After reaching the final of Britain’s Got Talent 2018, the high-flying girl group, The D-Day Darlings, launches a debut album this month. At the heart of the Darlings’ modern take on wartime classics are four girls from the Midlands, says David Johns. Photography by Eddie Macdonald
One of the most emotional moments in Britain’s Got Talent history came earlier this year when the D-Day Darlings performed in the final. With not a dry eye in the live audience, or we suspect among the millions watching on TV, the girls – resplendent in WRAF uniforms, 1940’s hairdos and scarlet red lipstick – sang Dame Vera Lynn’s famous war anthem, The White Cliffs of Dover, in an atmosphere of patriotism and flag-waving matched only by the Last Night of the Proms.

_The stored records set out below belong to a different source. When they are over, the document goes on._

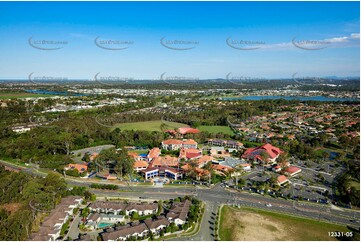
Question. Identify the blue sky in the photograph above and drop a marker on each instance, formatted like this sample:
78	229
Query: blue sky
332	26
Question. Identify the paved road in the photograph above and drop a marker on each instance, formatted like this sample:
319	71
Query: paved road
218	195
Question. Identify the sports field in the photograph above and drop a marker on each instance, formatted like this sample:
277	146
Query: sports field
216	129
157	125
255	224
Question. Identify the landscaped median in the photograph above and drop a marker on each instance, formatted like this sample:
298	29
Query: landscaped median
256	224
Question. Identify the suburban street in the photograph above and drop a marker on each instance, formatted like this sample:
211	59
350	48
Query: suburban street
217	195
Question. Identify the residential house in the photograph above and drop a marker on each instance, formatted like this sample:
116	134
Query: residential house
125	232
292	171
51	226
140	165
187	130
156	225
178	213
190	154
255	154
153	153
282	180
81	168
174	144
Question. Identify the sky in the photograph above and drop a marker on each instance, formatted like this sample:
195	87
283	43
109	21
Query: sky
145	40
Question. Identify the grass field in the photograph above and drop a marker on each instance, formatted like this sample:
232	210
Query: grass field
21	95
149	125
254	224
216	129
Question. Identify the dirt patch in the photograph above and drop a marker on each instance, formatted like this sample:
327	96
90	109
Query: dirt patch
252	224
248	226
11	207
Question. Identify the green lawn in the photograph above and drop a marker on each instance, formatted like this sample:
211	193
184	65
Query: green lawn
355	184
12	95
216	129
240	224
149	125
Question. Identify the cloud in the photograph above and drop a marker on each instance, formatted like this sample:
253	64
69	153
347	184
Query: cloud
353	40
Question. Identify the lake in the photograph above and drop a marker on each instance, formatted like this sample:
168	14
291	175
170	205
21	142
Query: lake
314	98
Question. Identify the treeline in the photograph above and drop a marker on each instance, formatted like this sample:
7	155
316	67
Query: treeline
22	197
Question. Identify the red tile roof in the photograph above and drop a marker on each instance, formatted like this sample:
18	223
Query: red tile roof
79	167
187	130
282	179
292	169
153	153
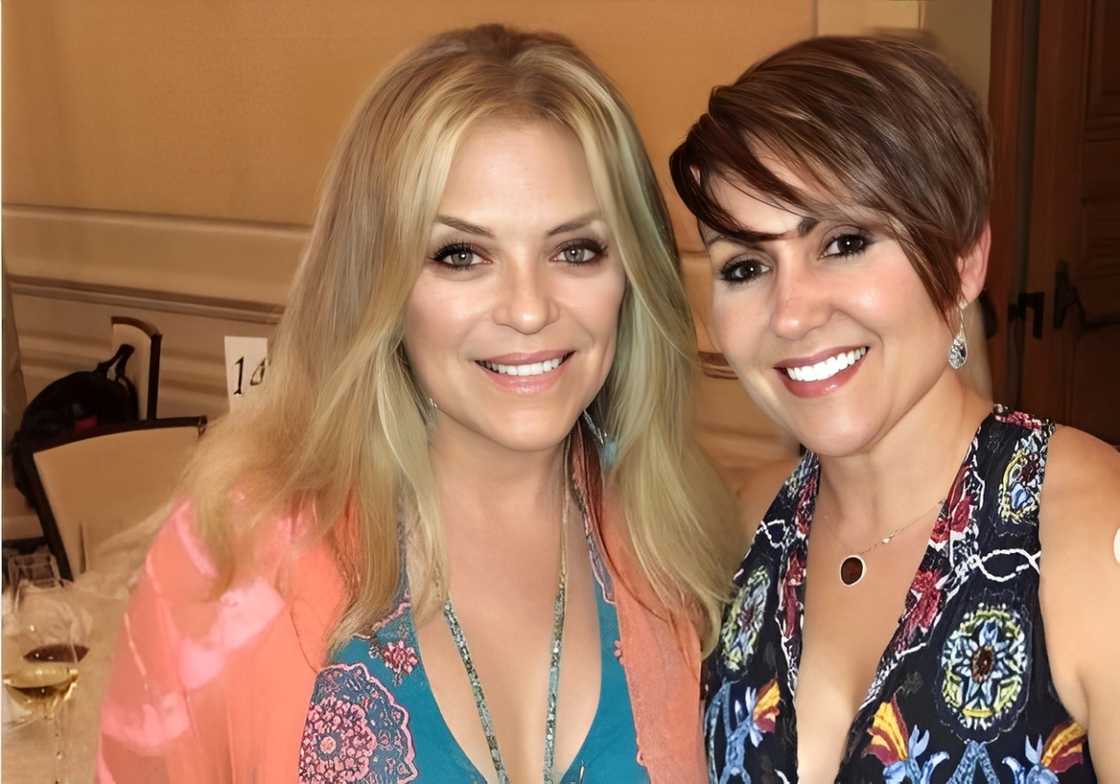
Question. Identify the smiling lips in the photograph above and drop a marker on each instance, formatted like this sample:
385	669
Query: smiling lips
822	373
525	372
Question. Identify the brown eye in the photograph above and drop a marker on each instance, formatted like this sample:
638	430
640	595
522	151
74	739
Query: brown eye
742	270
847	244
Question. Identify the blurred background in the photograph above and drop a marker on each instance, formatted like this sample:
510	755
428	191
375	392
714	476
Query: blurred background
161	161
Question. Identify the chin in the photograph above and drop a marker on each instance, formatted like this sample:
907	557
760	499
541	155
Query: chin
530	437
837	437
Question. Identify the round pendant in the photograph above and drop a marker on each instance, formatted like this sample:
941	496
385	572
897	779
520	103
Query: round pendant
851	570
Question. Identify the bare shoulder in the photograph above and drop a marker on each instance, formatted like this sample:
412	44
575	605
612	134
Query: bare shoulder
1081	492
1080	587
757	492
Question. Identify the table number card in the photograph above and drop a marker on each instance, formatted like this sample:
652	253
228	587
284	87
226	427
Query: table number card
246	362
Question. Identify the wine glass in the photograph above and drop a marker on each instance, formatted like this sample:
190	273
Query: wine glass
40	670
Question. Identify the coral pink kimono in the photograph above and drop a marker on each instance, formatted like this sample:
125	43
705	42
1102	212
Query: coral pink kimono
216	689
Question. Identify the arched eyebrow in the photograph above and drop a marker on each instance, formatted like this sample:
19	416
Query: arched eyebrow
464	226
468	227
752	239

As the nine girls completed the last few bars of the song, they were joined onstage to a huge roar from the audience by a line-up of war veterans from all branches of the services. I’ve watched over and over the performance, and each time I have had to reach for the tissues. So, when I spoke with ‘Darling’ Jessica Hudson from Solihull, my first question was if the girls found the occasion equally moving?
“Having the veterans there with us was an amazing, memorable moment,” she recalls. “All of us in the group have family going back who served in the wars. My great great grandfather was killed in WW1 in 1916, aged 30, and is buried on the Somme. The veterans asked us if they could come on stage, it wasn’t the other way around. They wanted to be part of it, and we loved having them join us.”
Jessica, 28, is one of four Darlings from the Midlands – Emily Jane Brooks and Kylie Bates are both from Coventry, while Yorkshire-born founder Katie Ashby now lives in Tamworth and has been in the Birmingham area for more than 15 years. Katie formed the group, originally a trio, in 2008 with the intention of invoking and celebrating the true spirit of the wartime era and the beautiful, heartfelt music recorded during the period. Over the years, it has grown to the current nine performers.
After their huge success on BGT, the Darlings signed a recording deal with Sony Music and this month sees the release of their first album, entitled I’ll Remember You. Produced by Tim Woodcock – who worked with huge acts such as Little Mix and The Wanted – it features all the wartime classics, including White Cliffs and We’ll Meet Again as well as two new songs co-written by Katie.
“The album is particularly special as this month marks 100 years since the end of WW1,” said Jessica. “All the classic wartime songs are there but with our own modern interpretation.” At the time of writing, Jessica and the Darlings were waiting to hear if they would be performing again at this year’s Royal British Legion Festival of Remembrance at the Royal Albert Hall – the girls, who are endorsed by Dame Vera, are official fund-raisers for the Legion having raised more than £40,000 so far. Just a few weeks earlier, they were part of a star-studded royal concert marking the centenary of the RAF at London’s Theatre Royal, Drury Lane. Also on the bill were the likes of Pixie Lott, Joanna Lumley, the cast of Wicked and the Royal Philharmonic Orchestra.
Jessica, who went to Smith’s Wood School before studying musical theatre at Stratford, joined the D-Day Darlings in 2014 after meeting Emily Jane while working as an entertainer/singer/dancer at Coombe Abbey Hotel, Coventry. “Being a D-Day Darling means so much to me,” she said. “I love singing with such amazing women, we are all very close and get to share incredible experiences.
“There have been so many highlights, like celebrating 100th birthdays, singing for our forces at Royal British Legion events, singing for veterans in Normandy, and of course being on Britain’s Got Talent. We have met some of the most incredible men and women who served our country. Seeing the memories that we bring back and the atmosphere that we create is very rewarding. The music is so special for young and old alike and we hope to keep this spirit alive in the new generation.”
As part of the Darlings mission to involve, enthuse and educate new generations in wartime history, Katie is launching two exciting initiatives; D-Day Darlings vocal academy and D-Day Juniors. Based at Riverside Studios, Kingsbury, the academy provides vocal coaching and is open to all ages, while the D-Day Juniors aims to create groups of singing and performing youngsters.
Katie said: “The new album happened really quickly, it took five or six weeks to turn around, and we are all very proud of it. With Sony’s backing we hope to bring out more albums and in the future we hope to add more people to the troupe.
“The possibilities are endless because this music appeals to all ages – older people who look back with nostalgia and young people who are part of the great revival in vintage culture and interest in this time in our history.”